Dark Matter: French-German Laboratory established

KIT will explore the mysterious dark matter with international research partners to contribute to its detection.
Grafische Darstellung des Darwin-Experiments, die einen rund 12 Meter hohen Metallbehälter zeigt, der an eine riesige Taucherglocke erinnert. Marco Kraan (Nikhef) / DARWIN Collaboration
The planned DARWIN experiment with participation of KIT and CNRS partners is a 50-ton liquid xenon detector which will search for dark matter particles with unprecedented sensitivity.

Dark matter is one of the great enigmas of physics. In order to explore its nature, the French research organization CNRS together with Karlsruher Institut für Technologie (KIT), Deutsches Elektronen-Synchrotron (DESY) and Helmholtz-Zentrum für Schwerionenforschung (GSI) have joined their forces to create the Dark Matter Lab (DMLab).

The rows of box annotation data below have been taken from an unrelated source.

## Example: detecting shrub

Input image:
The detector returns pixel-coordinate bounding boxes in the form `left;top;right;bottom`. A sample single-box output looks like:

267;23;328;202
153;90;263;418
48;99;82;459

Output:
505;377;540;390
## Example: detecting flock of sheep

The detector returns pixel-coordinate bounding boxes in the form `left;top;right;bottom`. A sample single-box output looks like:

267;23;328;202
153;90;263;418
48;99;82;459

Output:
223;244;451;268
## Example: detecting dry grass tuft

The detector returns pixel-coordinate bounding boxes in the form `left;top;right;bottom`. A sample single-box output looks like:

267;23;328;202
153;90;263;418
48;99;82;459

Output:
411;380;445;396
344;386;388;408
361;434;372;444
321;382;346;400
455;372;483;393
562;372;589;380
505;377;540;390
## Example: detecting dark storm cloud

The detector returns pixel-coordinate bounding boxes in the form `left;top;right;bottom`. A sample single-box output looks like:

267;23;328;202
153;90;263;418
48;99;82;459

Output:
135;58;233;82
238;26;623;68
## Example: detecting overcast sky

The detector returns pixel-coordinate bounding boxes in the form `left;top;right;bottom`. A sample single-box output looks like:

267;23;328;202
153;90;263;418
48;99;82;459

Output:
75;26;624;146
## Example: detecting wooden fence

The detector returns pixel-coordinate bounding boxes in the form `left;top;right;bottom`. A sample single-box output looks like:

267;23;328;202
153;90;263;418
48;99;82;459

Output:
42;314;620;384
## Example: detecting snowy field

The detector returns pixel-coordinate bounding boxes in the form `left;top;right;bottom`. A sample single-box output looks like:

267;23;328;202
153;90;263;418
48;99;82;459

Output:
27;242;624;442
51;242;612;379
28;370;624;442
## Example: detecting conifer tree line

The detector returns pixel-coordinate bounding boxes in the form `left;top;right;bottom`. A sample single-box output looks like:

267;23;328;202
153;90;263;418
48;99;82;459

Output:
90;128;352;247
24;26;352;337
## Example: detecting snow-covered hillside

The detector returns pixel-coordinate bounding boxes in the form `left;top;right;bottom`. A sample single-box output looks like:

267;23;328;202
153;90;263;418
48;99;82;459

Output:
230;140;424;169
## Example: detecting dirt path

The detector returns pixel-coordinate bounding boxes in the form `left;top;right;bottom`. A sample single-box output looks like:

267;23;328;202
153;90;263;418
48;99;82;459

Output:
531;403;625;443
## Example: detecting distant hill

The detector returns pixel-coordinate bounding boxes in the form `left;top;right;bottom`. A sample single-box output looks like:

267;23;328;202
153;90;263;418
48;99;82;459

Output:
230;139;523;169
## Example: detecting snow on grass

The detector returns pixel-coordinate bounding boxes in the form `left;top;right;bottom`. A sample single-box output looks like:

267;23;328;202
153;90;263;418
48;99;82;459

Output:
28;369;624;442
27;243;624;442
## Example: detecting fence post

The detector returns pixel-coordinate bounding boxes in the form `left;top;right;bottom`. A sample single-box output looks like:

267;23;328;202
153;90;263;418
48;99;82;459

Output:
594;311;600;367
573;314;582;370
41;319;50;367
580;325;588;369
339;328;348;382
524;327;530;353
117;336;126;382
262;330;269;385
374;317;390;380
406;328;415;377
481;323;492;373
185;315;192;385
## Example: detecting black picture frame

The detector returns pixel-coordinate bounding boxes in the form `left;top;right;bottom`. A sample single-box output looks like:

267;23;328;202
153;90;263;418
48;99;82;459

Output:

In galaxies and galactic clusters, visible matter alone cannot account for the total mass required to explain astronomical observations. This points to the presence of “dark” matter, which is invisible and interacts very weakly with ordinary matter. Even though it represents 26% of the Universe’s total energy, dark matter is still hypothetical today, and its nature remains unknown.

The scientific topics explored by DMLab include the direct search for dark matter, the study of gravitational waves and astrophysical messenger particles, the development of new techniques for particle acceleration and detection, theoretical physics, and the management and processing of the data generated by the experiments.